Religious students, however, do not have this luxury — their shared beliefs coincide with their shared status. They cannot otherwise define themselves and not run afoul of the nondiscrimination policy. See Truth, 542 F.3d at 645 [an earlier Ninth Circuit precedent] (“Even assuming that non-Christians would be able to comply with Truth’s view of ‘Christian character, Christian speech, Christian behavior and Christian conduct,’ we hold that the requirement that members possess a ‘true desire to … grow in a relationship with Jesus Christ’ inherently excludes non-Christians.”). The Catholic Newman Center cannot restrict its leadership — those who organize and lead weekly worship services — to members in good standing of the Catholic Church without violating the policy. Groups whose main purpose is to engage in the exercise of religious freedoms do not possess the same means of accommodating the heavy hand of the State.

The net result of this selective policy is therefore to marginalize in the life of the institution those activities, practices and discourses that are religiously based. While those who espouse other causes may control their membership and come together for mutual support, others, including those exercising one of our most fundamental liberties — the right to free exercise of one’s religion — cannot, at least on equal terms.
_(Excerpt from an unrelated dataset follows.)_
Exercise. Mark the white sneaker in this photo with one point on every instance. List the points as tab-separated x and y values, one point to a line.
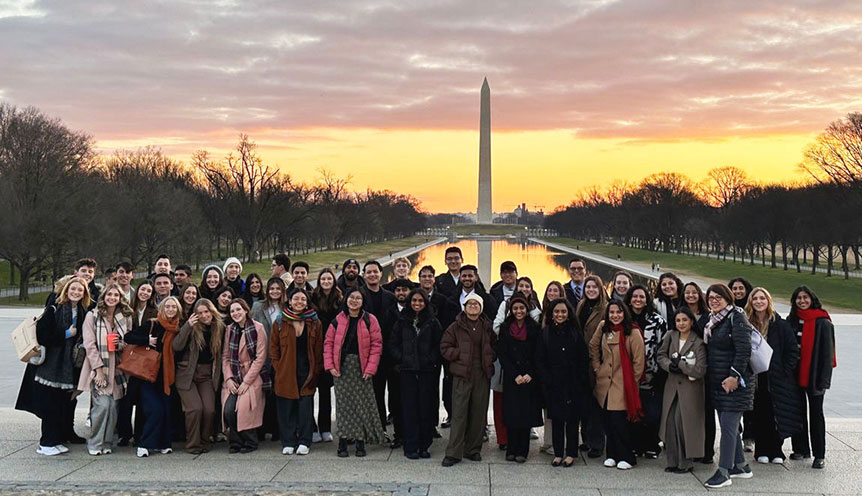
48	450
I agree that this is a good policy argument against such broad antidiscrimination policies. But I don’t think that this argument suffices to make such policies unconstitutional, where the policies simply limit access to certain government-provided benefits. (Judge Ripple, I think, was arguing that the policies were unconstitutional, and concurred only because he acknowledged that Ninth Circuit precedent was against him on this point.)

As I’ve argued before, both in my article and earlier blog posts, the disparate impact of the no-religious-discrimination condition — it has the effect of burdening religious groups much more than it burdens nonreligious groups — isn’t enough to make a facially content-neutral rule into something that’s based on the targets’ viewpoint (or even based on the content of their speech). The test for content discrimination is whether a rule is justified with reference to the content of the speaker’s speech. A no-religious-discrimination condition is likely not justified by the content of the groups’ speech. Rather, it’s justified by a judgment that discrimination against prospective group members based on their religions is less proper than discrimination based on their other ideologies.
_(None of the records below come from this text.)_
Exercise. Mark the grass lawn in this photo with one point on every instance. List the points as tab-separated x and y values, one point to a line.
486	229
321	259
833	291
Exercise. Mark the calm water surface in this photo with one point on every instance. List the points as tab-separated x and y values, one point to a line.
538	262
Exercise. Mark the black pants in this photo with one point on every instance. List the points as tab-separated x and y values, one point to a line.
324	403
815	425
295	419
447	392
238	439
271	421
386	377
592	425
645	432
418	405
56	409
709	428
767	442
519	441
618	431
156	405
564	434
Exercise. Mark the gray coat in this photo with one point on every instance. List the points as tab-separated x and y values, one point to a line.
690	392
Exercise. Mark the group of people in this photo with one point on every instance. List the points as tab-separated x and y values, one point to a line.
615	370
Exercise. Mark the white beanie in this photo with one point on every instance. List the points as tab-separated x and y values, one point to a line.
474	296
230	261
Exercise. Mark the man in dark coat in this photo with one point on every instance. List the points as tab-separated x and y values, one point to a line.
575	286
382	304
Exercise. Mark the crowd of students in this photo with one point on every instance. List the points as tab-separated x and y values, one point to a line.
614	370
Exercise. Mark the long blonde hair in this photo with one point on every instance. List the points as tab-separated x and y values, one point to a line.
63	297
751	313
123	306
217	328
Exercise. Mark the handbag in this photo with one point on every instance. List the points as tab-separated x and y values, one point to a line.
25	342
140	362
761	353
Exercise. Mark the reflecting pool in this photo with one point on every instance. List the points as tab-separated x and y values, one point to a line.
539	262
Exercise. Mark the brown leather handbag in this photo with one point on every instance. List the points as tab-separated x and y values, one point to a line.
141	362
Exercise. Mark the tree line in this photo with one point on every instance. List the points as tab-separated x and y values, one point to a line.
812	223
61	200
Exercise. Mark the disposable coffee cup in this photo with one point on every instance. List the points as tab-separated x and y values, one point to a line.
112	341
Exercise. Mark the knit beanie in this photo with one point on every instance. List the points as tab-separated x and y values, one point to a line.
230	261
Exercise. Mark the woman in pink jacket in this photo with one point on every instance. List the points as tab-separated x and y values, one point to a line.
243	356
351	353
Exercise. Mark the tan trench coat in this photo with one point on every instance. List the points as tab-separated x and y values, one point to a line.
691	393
I think that judgment is not persuasive as a moral or practical matter, when applied to religious groups. But it’s a judgment that universities can reasonably make, and that is familiar from antidiscrimination law more broadly, since antidiscrimination law likewise bans discrimination based on targets’ religion and not discrimination based on targets’ other ideologies. And the judgment is not based on the content of speech, or on the viewpoint of speech, or on the religiosity of the regulated groups’ practice: It focuses on the prospective members’ beliefs, not on the regulated groups’ speech or beliefs.
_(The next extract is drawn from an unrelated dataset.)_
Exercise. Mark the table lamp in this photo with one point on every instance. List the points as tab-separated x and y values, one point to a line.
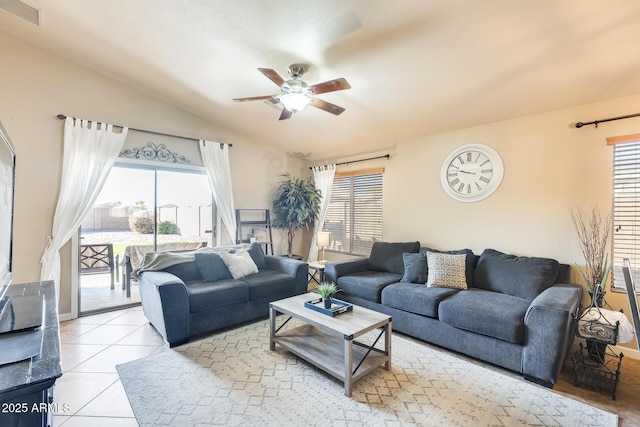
323	239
Now of course the university rule, while applicable to groups without regard to their content or viewpoints, does single out a certain kind of exercise of freedom of association rights, and deny it funding. But in the absence of discrimination based on a speaker’s viewpoint, the selective denial of funding to the exercise of certain constitutional rights is permissible (see this post): The government may fund many medical procedures but not abortion, may give tax exemptions for donations that go to many kinds of speech but not electioneering, and so on.

That the government may not ban an activity doesn’t mean that it has to include it in its subsidy programs. It just can’t discriminate based on speakers’ viewpoint in awarding subsidies; and, as I argue above, the nondiscrimination rules (if evenhandedly applied) don’t discriminate based on speakers’ viewpoint, or even on their speech.